Intervention de Dominique Potier

Séance en hémicycle du jeudi 28 janvier 2021 à 9h00
Accessibilité des magasins de la grande distribution aux personnes en situation de handicap — Discussion générale

Photo issue du site de l'Assemblée nationale ou de WikipediaDominique Potier :

Cette proposition de loi, née d'une expérience très pratique menée dans votre circonscription, madame la rapporteure, faite d'innovation sociale et territoriale, s'inscrit dans la tradition personnaliste, que je partage en grande partie avec la famille du groupe Dem, selon laquelle le politique se forme dans l'expérience. Bien sûr, le politique ne peut se résumer à cela, mais il est aussi cela. Nous prenons des décisions à partir de nos propres expériences sans pour autant en faire des récits de vie, qui encombrent, parfois de manière un peu indécente et agaçante, les débats parlementaires.

En l'occurrence, madame la rapporteure, vous avez pris la bonne distance par rapport au sujet pour faire un travail en profondeur dans la continuité du processus engagé, il y a plus de quinze ans, par le Président Chirac. Il visait à améliorer les dispositifs dans les entreprises et l'espace public, en fixant des obligations, mais il avait laissé un angle mort : le droit pour les personnes souffrant de troubles du spectre de l'autisme à consommer de façon adaptée à leur situation, autrement dit l'amélioration de la vie quotidienne de 700 000 de nos concitoyens. Merci, madame la rapporteure, pour votre travail.

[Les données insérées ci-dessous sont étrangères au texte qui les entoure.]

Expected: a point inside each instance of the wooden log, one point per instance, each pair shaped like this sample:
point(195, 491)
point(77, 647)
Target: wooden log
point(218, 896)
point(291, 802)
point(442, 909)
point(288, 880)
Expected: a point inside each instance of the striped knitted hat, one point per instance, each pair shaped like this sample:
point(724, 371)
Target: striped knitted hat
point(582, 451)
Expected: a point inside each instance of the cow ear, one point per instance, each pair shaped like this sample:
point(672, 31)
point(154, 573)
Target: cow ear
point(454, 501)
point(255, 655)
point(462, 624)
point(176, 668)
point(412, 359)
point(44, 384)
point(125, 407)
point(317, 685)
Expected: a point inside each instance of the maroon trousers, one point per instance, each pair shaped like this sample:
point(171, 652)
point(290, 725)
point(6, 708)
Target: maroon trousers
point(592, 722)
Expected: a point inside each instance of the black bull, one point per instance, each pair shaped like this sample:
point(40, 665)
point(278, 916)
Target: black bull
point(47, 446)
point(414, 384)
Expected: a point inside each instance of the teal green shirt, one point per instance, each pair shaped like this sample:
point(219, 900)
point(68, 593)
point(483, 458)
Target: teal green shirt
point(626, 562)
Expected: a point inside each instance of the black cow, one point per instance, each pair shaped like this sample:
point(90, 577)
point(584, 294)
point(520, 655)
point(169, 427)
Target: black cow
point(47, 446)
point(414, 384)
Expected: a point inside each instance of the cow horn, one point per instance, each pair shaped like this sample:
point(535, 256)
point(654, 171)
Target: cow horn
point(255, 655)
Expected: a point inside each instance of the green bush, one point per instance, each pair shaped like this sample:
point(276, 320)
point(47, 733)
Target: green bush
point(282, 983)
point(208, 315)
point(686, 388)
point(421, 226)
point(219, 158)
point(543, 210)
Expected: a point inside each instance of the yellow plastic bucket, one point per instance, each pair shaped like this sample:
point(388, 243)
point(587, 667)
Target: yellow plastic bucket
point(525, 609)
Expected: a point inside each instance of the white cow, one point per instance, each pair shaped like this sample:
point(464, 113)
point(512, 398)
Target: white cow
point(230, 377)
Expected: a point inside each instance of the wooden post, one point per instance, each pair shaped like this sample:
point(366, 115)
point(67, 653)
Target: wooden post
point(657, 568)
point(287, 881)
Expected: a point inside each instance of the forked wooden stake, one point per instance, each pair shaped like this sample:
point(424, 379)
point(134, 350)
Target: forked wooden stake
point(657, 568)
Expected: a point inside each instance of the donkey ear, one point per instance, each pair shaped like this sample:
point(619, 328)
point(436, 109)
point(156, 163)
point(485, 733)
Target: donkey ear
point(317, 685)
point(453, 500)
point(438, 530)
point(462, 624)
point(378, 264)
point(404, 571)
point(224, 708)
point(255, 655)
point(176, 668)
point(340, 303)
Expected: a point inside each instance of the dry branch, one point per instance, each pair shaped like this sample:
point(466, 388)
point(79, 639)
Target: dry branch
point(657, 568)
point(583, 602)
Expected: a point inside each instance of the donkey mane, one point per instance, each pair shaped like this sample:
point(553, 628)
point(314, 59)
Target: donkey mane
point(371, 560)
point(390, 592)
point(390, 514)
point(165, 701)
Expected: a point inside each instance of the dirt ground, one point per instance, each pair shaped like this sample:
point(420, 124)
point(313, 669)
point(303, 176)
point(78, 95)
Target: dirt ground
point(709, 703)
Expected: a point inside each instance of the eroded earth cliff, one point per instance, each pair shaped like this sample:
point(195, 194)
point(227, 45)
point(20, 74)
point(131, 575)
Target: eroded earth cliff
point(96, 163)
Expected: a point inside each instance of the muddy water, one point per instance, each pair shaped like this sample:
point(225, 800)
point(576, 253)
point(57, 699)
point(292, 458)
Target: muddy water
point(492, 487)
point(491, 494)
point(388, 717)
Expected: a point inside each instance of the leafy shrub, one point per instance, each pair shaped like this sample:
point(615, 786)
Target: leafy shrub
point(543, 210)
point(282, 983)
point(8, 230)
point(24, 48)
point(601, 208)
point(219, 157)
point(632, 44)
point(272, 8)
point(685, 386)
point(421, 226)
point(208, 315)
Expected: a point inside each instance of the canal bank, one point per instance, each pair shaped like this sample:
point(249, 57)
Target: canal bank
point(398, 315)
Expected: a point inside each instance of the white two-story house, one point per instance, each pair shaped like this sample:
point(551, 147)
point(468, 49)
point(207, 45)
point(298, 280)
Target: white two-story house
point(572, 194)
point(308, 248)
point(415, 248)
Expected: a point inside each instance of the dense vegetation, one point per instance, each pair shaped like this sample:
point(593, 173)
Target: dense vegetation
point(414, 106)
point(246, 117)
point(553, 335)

Cependant, si je veux être honnête, je ne peux pas ne pas dire une certaine déception – la mienne autant que celle du groupe Socialistes et apparentés. Nous donnerions sinon dans le mielleux, ce qui ne serait pas servir notre cause commune. Vous aviez proposé un petit pas que personne n'avait considéré comme insignifiant. Il était même de nature à engager un processus, et nous nous apprêtions, comme chaque fois que nous nous trouvons face à une bonne idée, à chercher des améliorations : quelle durée retenir ? quelle obligation déterminer ? quelle limite de taille fixer pour les magasins concernés ? Quelle n'a donc pas été notre surprise quand nous avons constaté que ce dispositif avait été troqué contre une longue discussion, dénommée dans le texte « concertation », sans doute après que vous ayez négocié. Après Sylvia Pinel, Sébastien Jumel et un peu tous les orateurs finalement, je m'interroge : est-il nécessaire de légiférer pour engager une concertation dans ce pays ?

Je suis bien conscient du jeu des contraintes et des compromis auquel vous avez dû vous soumettre et compte tenu de l'objet de ce texte, il n'y aura aucune polémique de notre part. Pas de suspense : nous le soutiendrons. Je tiens tout de même à ce que cette courte intervention soit pour nous l'occasion de réfléchir : franchement, a-t-on besoin de dix-huit mois dans notre pays pour faire une heure de silence dans nos magasins.

Ceux mêmes qui nous reprochent de ne pas réformer assez vite, de ne pas savoir nous adapter à l'urgence qu'impose le rythme de la mondialisation, nous disent tout à coup qu'il faut prendre le temps, alors même que la grande distribution n'est pas un secteur en difficulté. Qu'il faille aller au-delà de l'heure de silence hebdomadaire, tout le monde en convient, mais pourquoi n'avoir pas maintenu votre proposition première en y ajoutant un processus de discussion pour aller plus loin ? Cela aurait donné du corps, du nerf, du crédit à votre démarche. Nous trouvons dommage que vous ne l'ayez pas fait d'autant que notre démocratie sociale permet de se concerter, comme l'a rappelé Sylvia Pinel, sans passer par la loi.

Dans les minutes qui me restent, je soulignerai que votre proposition de loi, au-delà de la prise en compte des personnes en situation de handicap, ouvre une réflexion sur le rééquilibrage des sphères de l'existence. Compte tenu de la crise de la covid-19, il est certes nécessaire d'ouvrir les magasins le dimanche pour assurer la survie de bien des secteurs, tout le monde en convient. Mais, m'appuyant sur les travaux de Marie Balmary et d'autres personnes qui nous aident à réfléchir au monde actuel, j'aimerais mettre en question la pertinence de l'ouverture des magasins tous les jours de la semaine. Le dimanche a été inventé pour que, dans notre civilisation, il y ait un temps pour autre chose que produire et consommer.